Nous nous étions donné rendez-vous il y a un moment et j’étais là à l’attendre depuis déjà une demi-heure quand elle est arrivée essoufflée. Elle avait dû envoyer un courriel à Boston avant de partir et ça avait été plus long que prévu. Mais elle était là et elle avait une heure devant elle. On devait l’appeler de Londres dans une heure et demie.
Une heure pour rattraper quinze ans. Cela me paraissait bien court. Entre deux bouchées de la salade qu’elle a à peine touchée, elle a fait le tour de sa vie, le Blackberry pas loin.

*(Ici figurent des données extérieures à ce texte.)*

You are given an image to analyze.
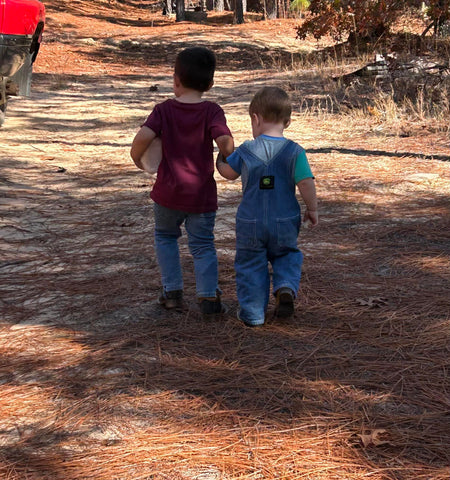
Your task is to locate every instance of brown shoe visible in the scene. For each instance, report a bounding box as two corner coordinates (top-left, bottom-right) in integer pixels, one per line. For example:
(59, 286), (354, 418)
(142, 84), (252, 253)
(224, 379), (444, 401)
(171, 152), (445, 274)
(158, 290), (183, 310)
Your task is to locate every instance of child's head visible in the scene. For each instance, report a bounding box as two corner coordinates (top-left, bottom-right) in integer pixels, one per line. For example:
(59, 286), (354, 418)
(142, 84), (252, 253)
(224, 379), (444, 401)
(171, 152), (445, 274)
(249, 87), (292, 128)
(175, 47), (216, 92)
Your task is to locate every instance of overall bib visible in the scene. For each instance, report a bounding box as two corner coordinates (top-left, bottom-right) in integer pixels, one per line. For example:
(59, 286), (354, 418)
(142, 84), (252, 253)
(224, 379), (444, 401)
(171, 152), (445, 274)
(235, 141), (303, 325)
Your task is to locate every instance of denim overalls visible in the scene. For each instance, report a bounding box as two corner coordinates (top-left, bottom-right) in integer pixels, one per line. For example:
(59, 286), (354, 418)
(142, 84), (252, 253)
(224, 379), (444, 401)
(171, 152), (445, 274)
(235, 140), (303, 325)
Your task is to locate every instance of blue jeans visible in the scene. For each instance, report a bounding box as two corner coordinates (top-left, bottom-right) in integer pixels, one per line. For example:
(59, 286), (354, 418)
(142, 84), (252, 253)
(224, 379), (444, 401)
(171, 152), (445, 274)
(154, 203), (219, 298)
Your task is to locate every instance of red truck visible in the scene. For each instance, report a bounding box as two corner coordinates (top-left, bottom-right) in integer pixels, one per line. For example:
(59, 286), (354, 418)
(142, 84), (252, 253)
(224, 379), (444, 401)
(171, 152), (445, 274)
(0, 0), (45, 126)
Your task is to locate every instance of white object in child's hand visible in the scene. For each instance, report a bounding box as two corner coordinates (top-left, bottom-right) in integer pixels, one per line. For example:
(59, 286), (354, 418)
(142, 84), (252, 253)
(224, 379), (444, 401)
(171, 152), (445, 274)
(141, 137), (162, 175)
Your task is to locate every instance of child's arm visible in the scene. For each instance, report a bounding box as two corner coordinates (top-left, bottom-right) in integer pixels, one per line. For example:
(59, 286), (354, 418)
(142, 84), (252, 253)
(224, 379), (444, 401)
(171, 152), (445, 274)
(130, 126), (162, 173)
(297, 177), (319, 227)
(216, 135), (239, 180)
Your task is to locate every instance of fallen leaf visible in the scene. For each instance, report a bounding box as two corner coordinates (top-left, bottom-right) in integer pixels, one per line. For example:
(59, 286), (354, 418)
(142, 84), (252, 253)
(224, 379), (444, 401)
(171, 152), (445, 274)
(356, 297), (387, 308)
(358, 428), (390, 448)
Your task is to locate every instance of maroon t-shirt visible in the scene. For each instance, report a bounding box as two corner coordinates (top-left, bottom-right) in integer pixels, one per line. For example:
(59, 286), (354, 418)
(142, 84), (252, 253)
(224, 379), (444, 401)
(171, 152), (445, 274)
(144, 99), (231, 213)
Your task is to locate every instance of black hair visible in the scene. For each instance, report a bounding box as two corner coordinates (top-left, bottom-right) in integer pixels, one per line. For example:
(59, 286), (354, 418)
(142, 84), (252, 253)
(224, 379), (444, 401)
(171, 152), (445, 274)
(175, 47), (216, 92)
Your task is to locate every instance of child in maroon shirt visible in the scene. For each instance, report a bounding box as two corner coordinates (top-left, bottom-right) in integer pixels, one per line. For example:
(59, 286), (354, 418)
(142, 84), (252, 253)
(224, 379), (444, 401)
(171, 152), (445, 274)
(131, 47), (234, 314)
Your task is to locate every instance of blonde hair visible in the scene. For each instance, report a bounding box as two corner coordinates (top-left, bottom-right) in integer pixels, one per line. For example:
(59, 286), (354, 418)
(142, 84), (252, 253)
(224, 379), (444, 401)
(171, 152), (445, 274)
(248, 87), (292, 127)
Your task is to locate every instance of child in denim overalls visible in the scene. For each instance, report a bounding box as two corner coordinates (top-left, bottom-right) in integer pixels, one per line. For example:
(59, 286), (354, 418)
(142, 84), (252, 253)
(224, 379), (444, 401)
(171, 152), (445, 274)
(217, 87), (319, 326)
(131, 47), (234, 315)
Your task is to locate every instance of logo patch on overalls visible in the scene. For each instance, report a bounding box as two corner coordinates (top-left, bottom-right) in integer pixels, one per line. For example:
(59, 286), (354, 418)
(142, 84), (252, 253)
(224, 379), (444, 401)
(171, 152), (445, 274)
(259, 175), (275, 190)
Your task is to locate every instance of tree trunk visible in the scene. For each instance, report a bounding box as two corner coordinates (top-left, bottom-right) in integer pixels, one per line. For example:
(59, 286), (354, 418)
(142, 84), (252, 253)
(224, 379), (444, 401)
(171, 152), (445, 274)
(175, 0), (186, 22)
(234, 0), (244, 23)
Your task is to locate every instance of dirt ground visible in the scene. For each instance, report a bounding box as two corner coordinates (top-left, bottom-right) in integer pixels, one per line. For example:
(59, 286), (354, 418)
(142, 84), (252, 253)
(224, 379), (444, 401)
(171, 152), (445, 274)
(0, 0), (450, 480)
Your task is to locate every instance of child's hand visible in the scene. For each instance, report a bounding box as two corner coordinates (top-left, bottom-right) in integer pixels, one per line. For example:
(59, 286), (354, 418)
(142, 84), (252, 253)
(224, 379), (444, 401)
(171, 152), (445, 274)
(141, 137), (162, 175)
(303, 209), (319, 228)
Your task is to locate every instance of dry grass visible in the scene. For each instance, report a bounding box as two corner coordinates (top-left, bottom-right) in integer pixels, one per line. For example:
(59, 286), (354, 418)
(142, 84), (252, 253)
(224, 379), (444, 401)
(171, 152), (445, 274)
(0, 1), (450, 480)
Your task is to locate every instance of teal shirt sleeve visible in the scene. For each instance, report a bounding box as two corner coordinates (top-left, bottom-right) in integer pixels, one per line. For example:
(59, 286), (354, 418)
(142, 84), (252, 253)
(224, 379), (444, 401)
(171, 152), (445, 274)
(294, 150), (314, 183)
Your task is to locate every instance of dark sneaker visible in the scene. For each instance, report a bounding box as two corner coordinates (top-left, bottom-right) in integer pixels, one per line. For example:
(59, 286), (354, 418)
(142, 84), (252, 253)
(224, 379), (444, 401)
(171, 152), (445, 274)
(275, 287), (294, 318)
(158, 290), (183, 310)
(198, 293), (226, 317)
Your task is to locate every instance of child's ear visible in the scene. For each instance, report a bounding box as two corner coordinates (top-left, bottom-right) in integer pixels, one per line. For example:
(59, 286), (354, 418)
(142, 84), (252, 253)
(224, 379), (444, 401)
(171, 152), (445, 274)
(250, 113), (260, 126)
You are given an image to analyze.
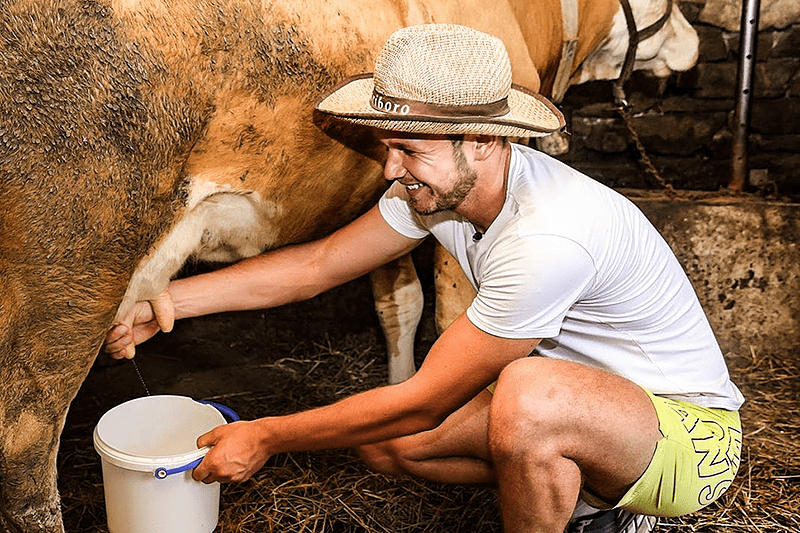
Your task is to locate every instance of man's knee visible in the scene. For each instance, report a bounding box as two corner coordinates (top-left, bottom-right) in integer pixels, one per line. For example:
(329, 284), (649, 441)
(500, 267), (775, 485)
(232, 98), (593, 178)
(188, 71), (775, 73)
(356, 441), (405, 476)
(489, 358), (577, 456)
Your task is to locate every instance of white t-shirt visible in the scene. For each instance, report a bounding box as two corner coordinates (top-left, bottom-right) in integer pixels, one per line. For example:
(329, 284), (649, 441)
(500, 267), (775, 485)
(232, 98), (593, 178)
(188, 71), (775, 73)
(379, 144), (744, 409)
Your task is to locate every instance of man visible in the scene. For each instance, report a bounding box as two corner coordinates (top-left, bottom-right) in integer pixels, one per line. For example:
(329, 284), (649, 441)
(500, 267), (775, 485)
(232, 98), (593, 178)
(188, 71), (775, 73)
(106, 25), (743, 533)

Au cas où.
Je n’avais pas de success story à raconter, j’ai écouté la sienne. Pleine de chiffres, de contacts, de voyages d’affaires. Mon combat pour la langue française était bien insipide. Dans quinze ans, tout le monde allait parler mandarin, loi du marché oblige, m’a-t-elle expliqué, forte de son MBA et de son expérience.
Puis l’heure a passé. C’est moi qui maintenant étais essoufflée.
Je l’ai regardée courir vers sa voiture. La jeune femme que j’avais connue n’existait plus. Et probablement n’allais-je pas revoir ce qu’elle est devenue. Le monde l’attendait au bout du fil alors que moi, un livre m’attendait. Et soudainement, ma respiration est devenue normale.